Игорь усилием воли заставил себя выключить мотор и открыл дверь аутбэка. Подсветка оказалась не лишней, но это еще больше усилило тревогу. Дом тонул в темноте, хотя у крыльца должен автоматически включаться фонарь.

Однако Игорь подумал не об отсутствии освещения, а о видеосистеме. Если нет электричества, она не работает. Зачем ему сейчас камеры, он еще не понимал до конца, но четко знал – они потребуются.

Не выходя из машины, он открыл телефон и попытался найти на экране иконку слежения за дачей. Как она выглядит, Игорь не помнил. Он минут пять рылся в мобильнике, чего не любил. Наконец, на задворках второго экрана отыскались голубые шашечки. Интернет был слабенький, но программа открылась. Как он и предполагал, обе камеры выдали черное окно.

Выходить из машины и вовсе расхотелось, но Игорь понимал – это необходимо, в первую очередь, для того, чтобы убедиться – жены на даче нет. Почему-то он так сразу решил. Иначе, наверное, бросился бы в дом, где при плохом сюжете мог застать Нину бездыханной на полу.
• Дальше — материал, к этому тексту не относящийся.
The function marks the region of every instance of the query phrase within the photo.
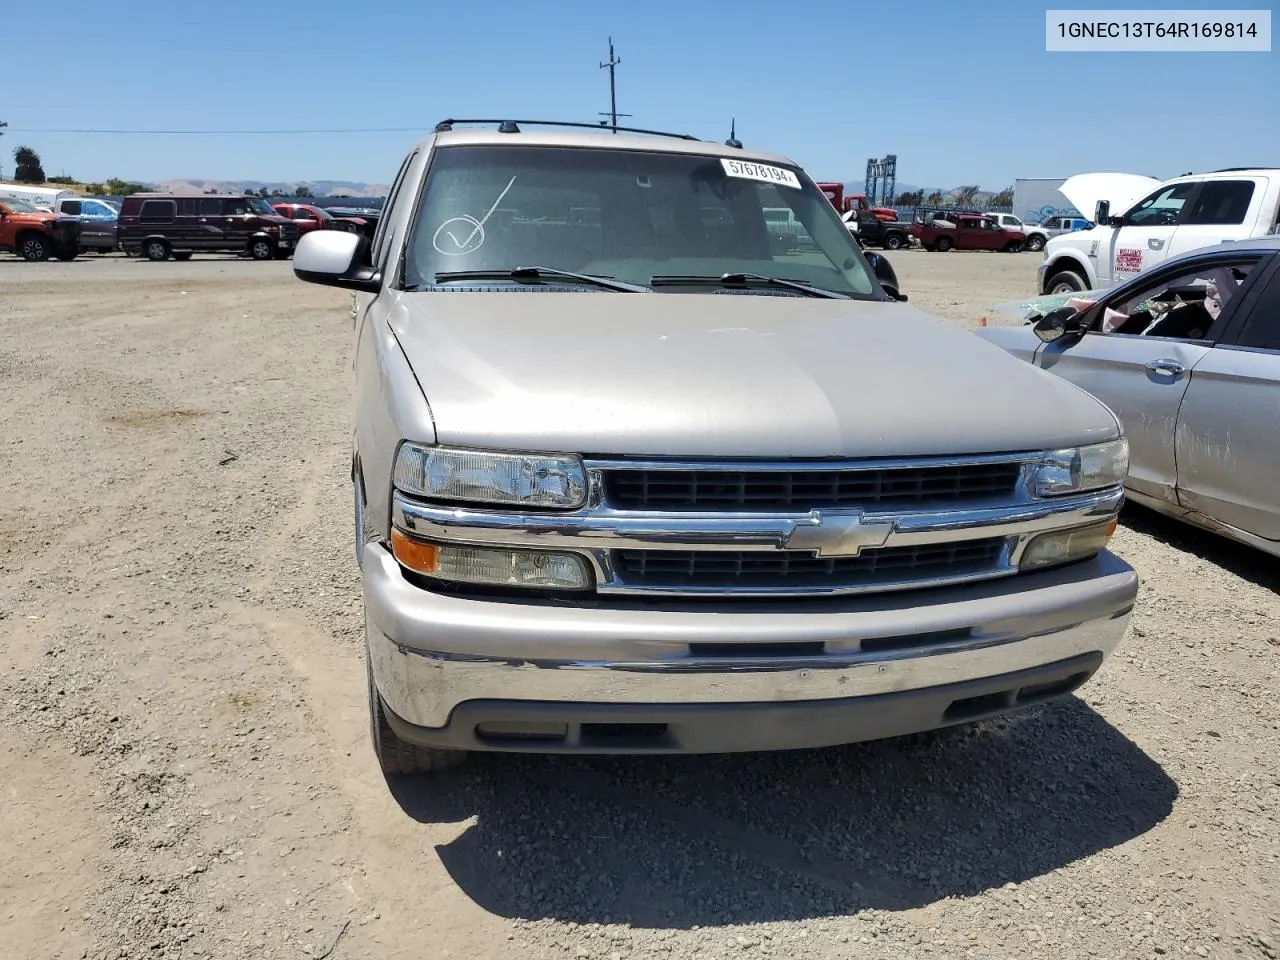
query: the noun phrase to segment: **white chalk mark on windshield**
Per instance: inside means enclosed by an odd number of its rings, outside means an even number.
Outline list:
[[[475,217],[464,215],[461,217],[450,217],[444,223],[440,224],[440,226],[436,227],[436,232],[431,238],[431,245],[446,257],[461,257],[479,250],[484,246],[485,223],[491,216],[493,216],[493,211],[498,209],[498,204],[502,202],[502,198],[507,195],[507,191],[515,185],[515,182],[515,177],[512,177],[507,181],[507,185],[503,187],[502,192],[498,194],[498,199],[493,201],[493,206],[491,206],[489,211],[479,220]],[[450,229],[451,227],[452,229]],[[471,232],[459,240],[458,234],[454,233],[454,230],[461,233],[467,227],[471,228]],[[443,237],[447,237],[448,239],[445,240]]]

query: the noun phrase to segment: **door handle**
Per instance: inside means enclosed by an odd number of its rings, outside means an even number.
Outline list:
[[[1187,370],[1177,360],[1149,360],[1147,361],[1147,369],[1152,373],[1163,373],[1165,376],[1170,377],[1186,373]]]
[[[1164,246],[1164,241],[1161,240],[1159,237],[1148,237],[1147,246],[1150,247],[1152,250],[1159,250],[1161,247]]]

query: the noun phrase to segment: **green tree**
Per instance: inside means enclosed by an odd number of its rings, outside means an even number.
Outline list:
[[[898,194],[898,206],[900,207],[918,207],[923,200],[923,190],[908,190],[906,193]]]
[[[121,180],[119,177],[112,177],[103,186],[106,193],[113,197],[127,197],[135,193],[145,193],[147,191],[146,184],[132,183],[128,180]]]
[[[1005,187],[994,197],[991,198],[993,207],[1012,207],[1013,206],[1013,187]]]
[[[967,187],[959,187],[956,190],[956,203],[962,207],[970,206],[977,192],[978,185],[976,183],[971,183]]]
[[[30,147],[15,147],[13,162],[17,165],[13,171],[13,179],[19,183],[44,183],[44,167],[40,165],[40,154]]]
[[[295,197],[313,197],[313,196],[315,196],[315,194],[313,194],[313,193],[311,192],[311,188],[310,188],[310,187],[308,187],[305,183],[300,183],[300,184],[298,184],[296,187],[294,187],[294,188],[293,188],[293,195],[294,195]]]
[[[46,183],[77,183],[77,182],[79,181],[77,181],[75,177],[68,177],[65,175],[60,177],[50,177],[46,181]]]
[[[929,194],[929,196],[925,198],[925,203],[928,203],[931,205],[941,203],[941,202],[942,202],[942,192],[939,190],[933,191],[933,193]]]

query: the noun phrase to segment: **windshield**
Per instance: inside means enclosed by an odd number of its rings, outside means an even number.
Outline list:
[[[28,203],[26,200],[13,200],[9,197],[0,199],[0,203],[9,208],[10,213],[39,213],[40,209],[34,203]]]
[[[405,283],[530,265],[645,285],[754,273],[878,296],[830,201],[798,171],[642,151],[438,149]]]
[[[280,216],[280,212],[261,197],[246,197],[244,202],[249,205],[249,209],[254,213],[263,213],[269,217]]]
[[[321,220],[332,220],[332,219],[333,219],[333,214],[331,214],[331,213],[330,213],[328,210],[326,210],[324,207],[312,207],[312,208],[311,208],[311,211],[312,211],[312,212],[313,212],[317,217],[319,217]]]

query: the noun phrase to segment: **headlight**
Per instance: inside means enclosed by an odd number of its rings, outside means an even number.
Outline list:
[[[587,473],[575,456],[401,444],[396,489],[416,497],[524,507],[580,507]]]
[[[1018,569],[1039,570],[1092,557],[1107,545],[1115,532],[1116,521],[1113,517],[1101,523],[1091,523],[1087,527],[1042,533],[1022,551]]]
[[[550,590],[591,586],[586,561],[572,553],[428,543],[399,530],[391,531],[391,553],[415,573],[455,583]]]
[[[1036,466],[1035,494],[1056,497],[1124,483],[1129,474],[1129,441],[1124,437],[1088,447],[1052,450]]]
А при хорошем?

Хорошего уже много лет в их отношениях просто не писалось. Да, когда-то был приятный сюрприз, устроенный родными в день его рождения. Он тогда открыл дверь квартиры, которая казалась пустой, включил свет – и был сражен громким роком, в тот же миг разорвавшем тишину. А вслед за этим из комнаты начали выскакивать в коридор гости. Кто с обнимашками, кто с подарком, кто с бутылкой.

Но сегодня был явно не тот случай. То, что жена могла сварганить камуфлет, понятно. Но чтобы романтический – это было невозможно. Нина вообще никогда не устраивала ему вечеров при свечах, поскольку считала любовные шалости глупостью молодых и плохим вкусом.

* * *

В шесть утра Игорь был на ногах. Как ни странно, он выспался, хотя и провел в постели всего-ничего. Кошмары не снились, были какие-то обрывочные сновидения, но точно не связанные с женой.
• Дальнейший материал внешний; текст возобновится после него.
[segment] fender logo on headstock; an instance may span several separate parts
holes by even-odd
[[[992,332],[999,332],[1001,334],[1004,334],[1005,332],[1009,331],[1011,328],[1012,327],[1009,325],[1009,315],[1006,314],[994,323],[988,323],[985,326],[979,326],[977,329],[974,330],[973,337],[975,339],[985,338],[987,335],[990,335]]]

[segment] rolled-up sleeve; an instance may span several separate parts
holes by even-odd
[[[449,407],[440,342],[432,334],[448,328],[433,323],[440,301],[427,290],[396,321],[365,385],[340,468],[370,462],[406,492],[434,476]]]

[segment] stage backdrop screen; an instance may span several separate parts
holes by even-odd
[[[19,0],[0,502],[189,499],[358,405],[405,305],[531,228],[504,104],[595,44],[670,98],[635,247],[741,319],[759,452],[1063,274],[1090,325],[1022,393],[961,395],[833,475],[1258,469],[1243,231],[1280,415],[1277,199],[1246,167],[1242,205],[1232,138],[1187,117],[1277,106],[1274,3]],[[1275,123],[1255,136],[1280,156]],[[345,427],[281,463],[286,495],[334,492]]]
Как он и предполагал, Нины в доме не оказалось. Игорь поначалу дернулся проверять баню и теплицу, но вспомнил, что обычно в сериалах следователи не рекомендуют «топтать» территорию, где было совершено преступление.

А то, что криминал имел место, он не сомневался. Нина после инсульта оставалась в кресле уже много лет. Конечно, она научилась кое-что делать самостоятельно, но все же без его помощи жить не могла. Поднять утром и пересадить в коляску, вечером уложить жену в постель – это была обязанность, которую Игорь выполнял четко и всегда в одно и то же время.

Он и вчера торопился на дачу, все бросив в городе, и даже не заехал в супермаркет, даром что Нина утром выдала по старинке составленный на бумаге список продуктов. Он лишь заскочил на заправку, где в придорожном магазинчике схватил привычные вещи. Шоколад, печенье к чаю, бутылку воды с газом. И зачем-то купил сигареты, которые требовались ему только в моменты крайнего расстройства.

– Но ведь я не предполагал, какая проблема ждет на даче, – удивлялся своей интуиции Игорь, закуривая. – Или все-таки предвидел что-то?

Конечно, успокаивал он себя, в их ситуации он был готов к любым неприятностям. А в последнее время и подавно. С лета Нина частенько заводила жалостливые разговоры, упрекала в нелюбви, плакала. И не то, что за жизнь он не привык к ее «соплям», – она и раньше попрекала невниманием. Но после инсульта эта ее черта как-то усугубилась.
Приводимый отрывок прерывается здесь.